The Shawnee Tribe is an Indigenous people of the Northeastern Woodlands. They originally came from Ohio and Pennsylvania, and were the last of the Shawnee to leave their traditional homelands there. In the late 18th century, European American encroachment crowded Shawnee lands in the East, and one band migrated to Missouri — eventually becoming the Absentee Shawnee. Three reservations were granted to the Shawnee in Ohio by the 1817 Treaty of Fort Meigs: Wapakoneta, Lewistown, and Hog Creek. After the Indian Removal Act of 1830 passed, another Shawnee band, which would become the Eastern Shawnee Tribe relocated to Indian Territory in July 1831. The final band, who would become the Shawnee Tribe, relocated to Kansas in August 1831. Their Kansas lands were drastically reduced in 1854 and broken up into individual allotments in 1858.

During the American Civil War, many of the Shawnee Tribe fought for the Union, which inspired the name, "Loyal Shawnee." Instead of receiving compensation or honors for their service, they returned to their Kansas lands, only to find much of it taken over by non-Indian homesteaders. Settlers were granted 130000 acre of Shawnee land, while 70000 acre remained to for the tribe, of which 20000 acre were granted to the Absentee Shawnee.

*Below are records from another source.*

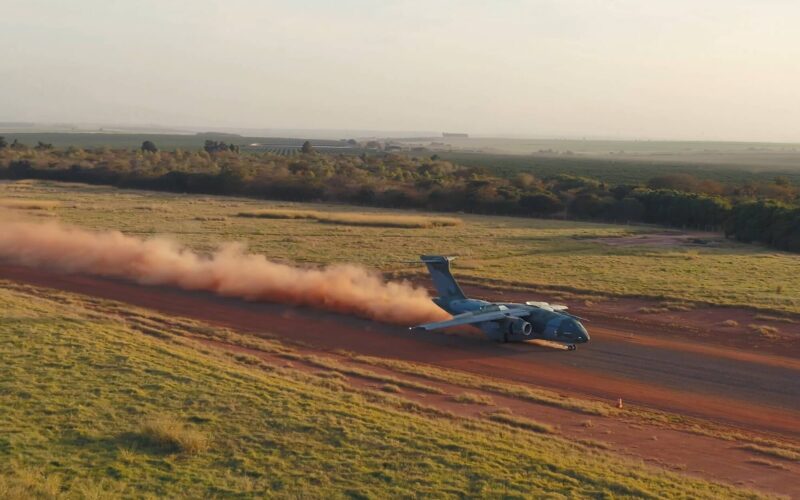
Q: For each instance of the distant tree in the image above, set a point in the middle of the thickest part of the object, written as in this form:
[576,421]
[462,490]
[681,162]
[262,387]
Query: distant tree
[219,147]
[677,182]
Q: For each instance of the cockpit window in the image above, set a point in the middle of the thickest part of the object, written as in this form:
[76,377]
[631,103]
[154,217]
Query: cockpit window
[571,328]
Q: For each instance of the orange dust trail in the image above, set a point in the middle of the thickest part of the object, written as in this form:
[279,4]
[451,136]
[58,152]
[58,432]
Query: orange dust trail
[230,271]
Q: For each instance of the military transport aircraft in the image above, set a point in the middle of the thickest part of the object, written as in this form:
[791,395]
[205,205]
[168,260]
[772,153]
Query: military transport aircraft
[500,321]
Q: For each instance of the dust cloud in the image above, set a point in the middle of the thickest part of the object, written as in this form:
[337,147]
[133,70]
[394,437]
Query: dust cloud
[229,272]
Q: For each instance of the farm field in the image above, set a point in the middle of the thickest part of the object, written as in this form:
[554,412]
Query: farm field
[531,253]
[213,396]
[732,168]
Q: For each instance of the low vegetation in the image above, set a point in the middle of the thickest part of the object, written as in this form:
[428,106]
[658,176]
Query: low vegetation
[489,385]
[81,387]
[765,212]
[354,218]
[23,204]
[545,256]
[172,435]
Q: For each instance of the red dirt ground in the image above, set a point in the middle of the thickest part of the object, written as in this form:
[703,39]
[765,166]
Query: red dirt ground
[648,360]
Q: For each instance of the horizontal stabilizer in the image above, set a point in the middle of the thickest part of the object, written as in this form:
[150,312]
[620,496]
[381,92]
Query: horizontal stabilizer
[472,318]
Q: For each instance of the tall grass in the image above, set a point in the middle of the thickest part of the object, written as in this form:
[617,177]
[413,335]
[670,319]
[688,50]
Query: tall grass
[355,219]
[170,433]
[22,204]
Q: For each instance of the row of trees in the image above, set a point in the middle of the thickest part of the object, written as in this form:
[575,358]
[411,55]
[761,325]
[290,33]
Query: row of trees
[427,183]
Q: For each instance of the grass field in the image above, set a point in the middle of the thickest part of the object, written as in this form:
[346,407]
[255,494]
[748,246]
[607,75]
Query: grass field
[530,252]
[94,408]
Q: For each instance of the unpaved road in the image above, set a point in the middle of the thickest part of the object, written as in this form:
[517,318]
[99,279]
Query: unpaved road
[757,391]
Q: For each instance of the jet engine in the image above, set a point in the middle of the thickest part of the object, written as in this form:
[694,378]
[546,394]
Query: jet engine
[518,326]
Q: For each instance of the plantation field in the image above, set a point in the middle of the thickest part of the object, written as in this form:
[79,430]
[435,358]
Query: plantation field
[190,142]
[559,255]
[100,401]
[733,168]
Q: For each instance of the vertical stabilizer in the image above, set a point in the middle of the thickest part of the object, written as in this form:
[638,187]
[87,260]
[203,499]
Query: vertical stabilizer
[443,281]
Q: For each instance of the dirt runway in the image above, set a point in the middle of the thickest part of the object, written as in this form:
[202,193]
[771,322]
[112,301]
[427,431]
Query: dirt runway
[756,391]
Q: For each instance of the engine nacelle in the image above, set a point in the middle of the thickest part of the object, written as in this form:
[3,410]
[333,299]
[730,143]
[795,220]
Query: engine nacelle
[518,326]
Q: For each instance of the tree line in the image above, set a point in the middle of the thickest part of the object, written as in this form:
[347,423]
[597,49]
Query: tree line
[765,212]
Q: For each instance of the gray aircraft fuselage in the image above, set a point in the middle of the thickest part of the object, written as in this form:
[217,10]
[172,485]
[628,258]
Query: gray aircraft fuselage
[501,321]
[547,325]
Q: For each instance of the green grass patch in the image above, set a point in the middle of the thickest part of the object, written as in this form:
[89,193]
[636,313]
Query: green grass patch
[355,219]
[84,396]
[506,251]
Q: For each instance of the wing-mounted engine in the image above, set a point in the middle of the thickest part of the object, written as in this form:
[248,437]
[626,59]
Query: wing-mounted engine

===Cherokee Shawnee (1869 – 1980s)===
In 1861 Kansas became a state, and the white people of Kansas demanded that all Indian tribes must be removed from the state. The Loyal Shawnee made an agreement with the Cherokee Nation in 1869, allowing 722 to gain citizenship within the Cherokee tribe and receive allotments of Cherokee land. They predominantly settled in what is now Craig and Rogers County, Oklahoma. They became known as the "Cherokee Shawnee," primarily settling in the areas of Bird Creek (now known as Sperry); Hudson Creek (now known as Fairland); and White Oak. The Shawnee Reservation in Kansas was never legally dissolved and some Shawnee families still hold their allotment lands in Kansas.
===Re-independence===
Beginning in the 1980s, the Shawnee Tribe began an effort to regain their own tribal status, independent of the Cherokee Nation. Congress passed Public Law 106-568, the Shawnee Tribe Status Act of 2000, and the Shawnee Tribe was able to organize as their own autonomous, federally recognized tribe. James R. Squirrel was the initial Chairman and was recognized by the AARP in 2009, as being instrumental in the Shawnee Tribe being federally recognized.

==Notable Loyal Shawnee==
- Heidi BigKnife, jeweler, silversmith
- Ruthe Blalock Jones, painter, printmaker, and arts educator
- Yvonne Chouteau, prima ballerina.
- Timmy Lee Jr, Texas Blues Rock guitarist.